Standout tracks like “Who’s Afraid of Little Old Me?” and “The Smallest Man Who Ever Lived” excavate fury and betrayal in a singularly Swiftian way, while sensual country-rock songs “Fresh Out the Slammer” and “Guilty as Sin?” paint Swift and her lover as partners-in-crime, driven to delinquency by the sheer force of their lust. As she foreshadows in the opening track, their fantasy falls to pieces in spectacular fashion.
By the time the standard tracklist ends with “Clara Bow,” Swift is still aggrieved, yet calmer and clear-eyed.
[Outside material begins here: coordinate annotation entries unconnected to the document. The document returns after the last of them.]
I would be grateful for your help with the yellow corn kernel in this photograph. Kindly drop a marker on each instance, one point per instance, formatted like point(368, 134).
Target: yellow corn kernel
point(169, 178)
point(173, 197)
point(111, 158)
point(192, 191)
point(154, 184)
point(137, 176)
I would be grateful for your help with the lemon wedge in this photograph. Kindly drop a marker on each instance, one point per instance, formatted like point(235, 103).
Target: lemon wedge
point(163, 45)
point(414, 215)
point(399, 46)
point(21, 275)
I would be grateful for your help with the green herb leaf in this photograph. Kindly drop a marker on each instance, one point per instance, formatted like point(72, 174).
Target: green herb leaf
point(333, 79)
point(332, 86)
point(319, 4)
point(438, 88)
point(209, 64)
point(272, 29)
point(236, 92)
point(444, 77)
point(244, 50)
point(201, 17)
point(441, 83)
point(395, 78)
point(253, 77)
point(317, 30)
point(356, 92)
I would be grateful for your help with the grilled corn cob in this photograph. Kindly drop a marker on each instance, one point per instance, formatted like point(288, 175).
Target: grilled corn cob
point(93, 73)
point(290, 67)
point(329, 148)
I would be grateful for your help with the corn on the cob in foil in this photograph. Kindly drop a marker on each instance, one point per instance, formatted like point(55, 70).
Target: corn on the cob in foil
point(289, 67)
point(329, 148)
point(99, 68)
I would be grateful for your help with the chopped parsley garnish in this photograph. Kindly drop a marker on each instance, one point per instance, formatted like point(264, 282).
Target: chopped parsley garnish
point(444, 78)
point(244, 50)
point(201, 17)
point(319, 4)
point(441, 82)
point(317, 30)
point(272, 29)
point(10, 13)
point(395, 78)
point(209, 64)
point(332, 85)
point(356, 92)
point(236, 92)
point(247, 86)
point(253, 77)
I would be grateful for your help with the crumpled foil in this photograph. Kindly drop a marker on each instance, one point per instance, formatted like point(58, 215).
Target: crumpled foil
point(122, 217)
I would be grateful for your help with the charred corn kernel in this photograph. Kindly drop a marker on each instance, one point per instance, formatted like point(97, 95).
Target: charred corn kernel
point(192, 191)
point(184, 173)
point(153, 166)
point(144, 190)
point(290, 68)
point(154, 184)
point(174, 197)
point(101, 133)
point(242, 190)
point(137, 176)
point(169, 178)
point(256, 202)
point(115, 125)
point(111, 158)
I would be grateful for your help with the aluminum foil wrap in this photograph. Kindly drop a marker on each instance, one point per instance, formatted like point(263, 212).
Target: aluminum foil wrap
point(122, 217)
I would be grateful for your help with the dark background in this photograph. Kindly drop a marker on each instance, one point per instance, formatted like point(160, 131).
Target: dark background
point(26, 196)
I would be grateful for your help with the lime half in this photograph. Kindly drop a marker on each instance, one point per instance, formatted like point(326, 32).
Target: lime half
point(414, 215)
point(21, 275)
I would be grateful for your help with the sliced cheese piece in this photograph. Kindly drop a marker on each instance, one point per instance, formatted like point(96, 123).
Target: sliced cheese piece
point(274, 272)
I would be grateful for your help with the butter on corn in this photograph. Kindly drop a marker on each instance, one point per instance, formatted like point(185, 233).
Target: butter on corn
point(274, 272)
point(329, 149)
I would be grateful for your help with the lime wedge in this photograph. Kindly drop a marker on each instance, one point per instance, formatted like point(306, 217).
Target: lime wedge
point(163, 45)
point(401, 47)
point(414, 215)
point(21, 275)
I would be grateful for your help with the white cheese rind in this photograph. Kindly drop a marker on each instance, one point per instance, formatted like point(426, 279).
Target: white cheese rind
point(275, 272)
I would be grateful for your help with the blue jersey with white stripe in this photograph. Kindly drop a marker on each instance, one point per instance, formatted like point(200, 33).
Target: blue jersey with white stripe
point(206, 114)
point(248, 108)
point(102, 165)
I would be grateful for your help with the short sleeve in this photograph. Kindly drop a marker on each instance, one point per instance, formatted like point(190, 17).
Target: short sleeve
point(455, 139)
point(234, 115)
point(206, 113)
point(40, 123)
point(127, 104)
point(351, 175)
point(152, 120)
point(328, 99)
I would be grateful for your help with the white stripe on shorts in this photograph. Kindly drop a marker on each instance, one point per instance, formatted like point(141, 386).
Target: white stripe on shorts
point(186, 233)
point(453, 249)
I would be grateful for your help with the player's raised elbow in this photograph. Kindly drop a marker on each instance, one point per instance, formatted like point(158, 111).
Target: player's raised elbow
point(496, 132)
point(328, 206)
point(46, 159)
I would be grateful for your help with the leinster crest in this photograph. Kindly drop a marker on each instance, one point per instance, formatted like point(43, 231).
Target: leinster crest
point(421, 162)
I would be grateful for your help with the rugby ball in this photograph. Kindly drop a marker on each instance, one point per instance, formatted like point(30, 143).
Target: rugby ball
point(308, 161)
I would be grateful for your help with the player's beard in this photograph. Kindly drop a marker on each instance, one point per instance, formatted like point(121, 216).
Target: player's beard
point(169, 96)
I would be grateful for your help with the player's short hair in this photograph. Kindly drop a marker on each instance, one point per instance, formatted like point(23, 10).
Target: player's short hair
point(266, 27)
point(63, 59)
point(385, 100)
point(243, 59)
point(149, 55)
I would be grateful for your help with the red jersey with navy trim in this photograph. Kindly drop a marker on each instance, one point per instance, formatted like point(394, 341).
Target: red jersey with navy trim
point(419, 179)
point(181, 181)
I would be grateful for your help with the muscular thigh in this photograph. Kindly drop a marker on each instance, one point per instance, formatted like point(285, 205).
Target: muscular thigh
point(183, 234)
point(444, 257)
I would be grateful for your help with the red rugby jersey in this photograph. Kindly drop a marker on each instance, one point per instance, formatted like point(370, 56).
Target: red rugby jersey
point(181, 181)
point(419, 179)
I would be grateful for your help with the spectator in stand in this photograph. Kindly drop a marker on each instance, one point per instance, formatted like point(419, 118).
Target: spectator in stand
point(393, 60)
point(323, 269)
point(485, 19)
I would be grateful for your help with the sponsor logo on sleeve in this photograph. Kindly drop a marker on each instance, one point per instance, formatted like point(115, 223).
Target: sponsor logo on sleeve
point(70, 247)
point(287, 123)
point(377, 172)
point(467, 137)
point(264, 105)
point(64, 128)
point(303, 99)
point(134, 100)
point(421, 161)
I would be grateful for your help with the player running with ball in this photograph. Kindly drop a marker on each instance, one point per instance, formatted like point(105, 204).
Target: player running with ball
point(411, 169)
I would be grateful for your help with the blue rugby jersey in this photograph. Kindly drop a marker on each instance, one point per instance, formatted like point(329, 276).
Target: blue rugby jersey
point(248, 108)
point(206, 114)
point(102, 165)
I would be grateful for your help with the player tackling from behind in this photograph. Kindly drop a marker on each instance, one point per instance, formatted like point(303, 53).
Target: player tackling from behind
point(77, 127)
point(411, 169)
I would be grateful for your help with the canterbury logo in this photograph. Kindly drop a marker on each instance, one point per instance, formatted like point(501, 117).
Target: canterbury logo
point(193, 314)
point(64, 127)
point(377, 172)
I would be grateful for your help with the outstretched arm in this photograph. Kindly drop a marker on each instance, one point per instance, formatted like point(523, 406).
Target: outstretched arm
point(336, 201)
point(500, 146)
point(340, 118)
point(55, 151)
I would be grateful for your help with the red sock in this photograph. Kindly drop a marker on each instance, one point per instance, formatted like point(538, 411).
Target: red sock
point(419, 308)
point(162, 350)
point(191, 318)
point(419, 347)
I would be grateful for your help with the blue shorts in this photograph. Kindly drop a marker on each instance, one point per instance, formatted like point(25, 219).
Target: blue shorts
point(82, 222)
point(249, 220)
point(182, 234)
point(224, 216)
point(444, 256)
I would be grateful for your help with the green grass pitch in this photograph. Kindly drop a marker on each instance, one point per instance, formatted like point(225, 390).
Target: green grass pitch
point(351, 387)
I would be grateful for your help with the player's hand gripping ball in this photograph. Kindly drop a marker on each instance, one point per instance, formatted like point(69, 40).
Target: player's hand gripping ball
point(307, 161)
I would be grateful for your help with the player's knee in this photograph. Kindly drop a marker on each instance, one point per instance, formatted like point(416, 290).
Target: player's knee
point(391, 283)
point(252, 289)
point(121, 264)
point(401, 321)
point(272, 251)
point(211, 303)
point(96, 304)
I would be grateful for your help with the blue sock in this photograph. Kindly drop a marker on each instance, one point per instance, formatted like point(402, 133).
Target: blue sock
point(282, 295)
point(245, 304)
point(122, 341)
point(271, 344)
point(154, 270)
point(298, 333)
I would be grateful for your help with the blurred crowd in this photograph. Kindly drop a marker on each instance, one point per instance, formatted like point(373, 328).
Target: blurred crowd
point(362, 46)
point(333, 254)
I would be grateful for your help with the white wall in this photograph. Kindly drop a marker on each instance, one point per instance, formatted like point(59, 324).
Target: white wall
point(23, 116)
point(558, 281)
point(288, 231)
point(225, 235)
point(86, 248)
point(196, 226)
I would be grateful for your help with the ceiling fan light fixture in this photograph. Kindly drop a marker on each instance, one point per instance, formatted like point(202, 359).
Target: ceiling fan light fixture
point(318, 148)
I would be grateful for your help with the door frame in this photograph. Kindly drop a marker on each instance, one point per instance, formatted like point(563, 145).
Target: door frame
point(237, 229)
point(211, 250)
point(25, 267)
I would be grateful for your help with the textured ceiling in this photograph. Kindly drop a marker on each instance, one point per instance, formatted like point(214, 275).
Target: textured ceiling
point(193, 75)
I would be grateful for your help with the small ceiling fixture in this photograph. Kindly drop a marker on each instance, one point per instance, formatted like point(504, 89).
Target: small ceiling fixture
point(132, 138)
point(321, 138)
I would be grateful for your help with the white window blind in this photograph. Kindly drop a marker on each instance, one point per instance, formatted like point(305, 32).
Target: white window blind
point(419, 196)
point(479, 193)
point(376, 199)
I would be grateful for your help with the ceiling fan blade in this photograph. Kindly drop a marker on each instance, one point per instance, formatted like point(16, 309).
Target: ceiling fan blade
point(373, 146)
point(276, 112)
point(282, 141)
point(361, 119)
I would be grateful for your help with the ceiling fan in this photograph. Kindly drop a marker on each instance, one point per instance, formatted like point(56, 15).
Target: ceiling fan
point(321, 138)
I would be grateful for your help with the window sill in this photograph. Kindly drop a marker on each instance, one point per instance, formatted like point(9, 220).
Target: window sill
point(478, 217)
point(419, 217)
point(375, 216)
It’s the perfect bridge to “The Anthology,” a collection of grounded, reflective stories that play like the comedown after a manic episode. The album’s true closer, “The Manuscript,” offers an apt summary of the entire torrid affair: “Now and then I reread the manuscript / But the story isn’t mine anymore.”
Please note: In my first-listen review, “My Boy Only Breaks His Favorite Toys” was rated as “Background music,” while “The Alchemy” was rated as “Worth listening to.” After a week’s worth of spins, these songs have been swapped.
Worth listening to: “My Boy Only Breaks His Favorite Toys,” “Down Bad,” “So Long, London,” “But Daddy, I Love Him,” “Fresh Out the Slammer,” “Florida!!! (featuring Florence + The Machine),” “Guilty as Sin?”, “Who’s Afraid of Little Old Me?”, “I Can Fix Him (No Really, I Can),” “Loml,” “I Can Do It With a Broken Heart,” “The Smallest Man Who Ever Lived,” “Clara Bow,” “The Black Dog,” “imgonnagetyouback,” “The Albatross,” “Chloe or Sam or Sophia or Marcus,” “How Did It End?”, “So High School,” “I Hate It Here,” “I Look in People’s Windows,” “The Prophecy,” “Cassandra,” “Peter,” “The Bolter,” “The Manuscript”
Background music: “The Alchemy,” “thanK you aIMee,” “Robin”
Press skip: “Fortnight,” “The Tortured Poets Department”
*Final album score based on songs per category (1 point for “Worth listening to,” .5 for “Background music,” 0 for “Press skip”).